Markets wary after Fannie and Freddie bail-out

Financial Times | Last updated: September 8 2008 19:22 (Londres)

By Michael Mackenzie in New York and Krishna Guha and Andrew Ward in Washington

Financial markets gave an initial vote of confidence to the US Treasury’s in effect nationalisation of Fannie Mae and Freddie Mac on Monday, but investors grew more cautious later and share prices surrendered some of their early gains.

The plan announced on Sunday by Hank Paulson, Treasury secretary, received broad support from congressional leaders, but it remains unclear how much it would change the outlook for the US housing market and the economy.

Chris Dodd, chairman of the Senate banking committee, said there were still “many unanswered questions” about the plan.

“Americans need to know if this plan will alleviate, not deepen, our current economic problems,” he said.

Mr Paulson said the discussions over how to prop up Fannie Mae and Freddie Mac were “all consuming”’ in recent weeks, when he was forced to make a decision he would rather have avoided.

“This is the first time in my career I had trouble sleeping, and it wasn’t because it was a difficult decision,” Mr Paulson told Bloomberg television. “Government intervention is not something that I came here wanting to espouse, but it sure is better than the alternative.”

Global equities rose sharply at first but, in afternoon New York trade, the rally was losing steam.

The S&P500 was up 0.8 per cent, down from an opening surge of 2.6 per cent.

Financials led out of the gate with a rise of 6.2 per cent, only to pare that back to a rise of 1.4 per cent.
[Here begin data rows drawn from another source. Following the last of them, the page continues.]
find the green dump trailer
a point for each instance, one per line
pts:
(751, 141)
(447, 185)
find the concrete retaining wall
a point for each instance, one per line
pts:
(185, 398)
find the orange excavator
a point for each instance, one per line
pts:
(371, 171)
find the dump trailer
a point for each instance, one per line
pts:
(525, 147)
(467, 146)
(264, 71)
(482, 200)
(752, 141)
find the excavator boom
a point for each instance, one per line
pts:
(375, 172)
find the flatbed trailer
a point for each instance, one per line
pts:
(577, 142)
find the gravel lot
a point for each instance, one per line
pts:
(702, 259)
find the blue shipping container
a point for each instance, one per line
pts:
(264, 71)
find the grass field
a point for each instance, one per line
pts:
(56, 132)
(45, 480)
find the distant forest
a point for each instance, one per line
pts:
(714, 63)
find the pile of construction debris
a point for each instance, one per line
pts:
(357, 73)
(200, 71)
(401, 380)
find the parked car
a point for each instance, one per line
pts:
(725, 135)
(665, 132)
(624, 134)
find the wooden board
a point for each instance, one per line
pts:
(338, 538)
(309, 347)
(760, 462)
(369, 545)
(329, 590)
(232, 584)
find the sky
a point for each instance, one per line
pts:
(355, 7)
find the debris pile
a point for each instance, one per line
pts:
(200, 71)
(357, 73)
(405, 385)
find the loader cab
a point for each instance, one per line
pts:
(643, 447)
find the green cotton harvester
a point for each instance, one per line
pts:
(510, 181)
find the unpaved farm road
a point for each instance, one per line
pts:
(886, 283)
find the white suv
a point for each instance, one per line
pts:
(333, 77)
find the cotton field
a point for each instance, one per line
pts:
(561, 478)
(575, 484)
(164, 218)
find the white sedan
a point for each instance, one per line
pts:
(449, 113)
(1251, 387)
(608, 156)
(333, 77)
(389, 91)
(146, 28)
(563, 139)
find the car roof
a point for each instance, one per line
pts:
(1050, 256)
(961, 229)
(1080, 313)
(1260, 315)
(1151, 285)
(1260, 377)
A surge of buying sent yields on mortgage-backed securities lower across the board.

Yields on mortgage bonds and debt issued by Fannie and Freddie fell particularly sharply, raising the promise of lower rates on home loans backed by the companies. However, Fannie and Freddie shares plunged more than 80 per cent to less than $1 as investors judged that the Treasury plan would all but wipe out the common equity.

Some measures of systemic risk eased – indicating the US move was helping to reduce stress in the global financial system – but remained at high levels. In a reminder of the troubles still plaguing the financial sector, shares in Lehman Brothers fell 18.5 per cent as investors worried that it would not be able to raise more capital ahead of its earnings report this month.

Elsewhere, stocks closed out strongly with London’s FTSE100 near its high for the day, up 3.9 per cent. The FTSE Eurofirst 300 climbed 3.2 per cent. Asian stocks were mainly higher across the board as Japan rose 3.4 per cent, while Hong Kong gained 4.3 per cent.

Trading was volatile in the US fixed-income markets. The yield on Fannie Mae mortgage bonds fell 0.3 percentage points.

Dominic Konstam, head of interest rate strategy at Credit Suisse, said: “Foreign holders of agency debt and mortgages should be happy with this move by the Treasury.”

Technical factors made it difficult to assess the ultimate impact of what could end up being a giant bail-out on the US government’s own borrowing costs.

The yield on the 10-year Treasury note initially jumped above 3.85 per cent, but fell back to 3.72 per cent, reflecting hedging strategies in which investors seek a balance between their mortgage holdings and the general level of rates.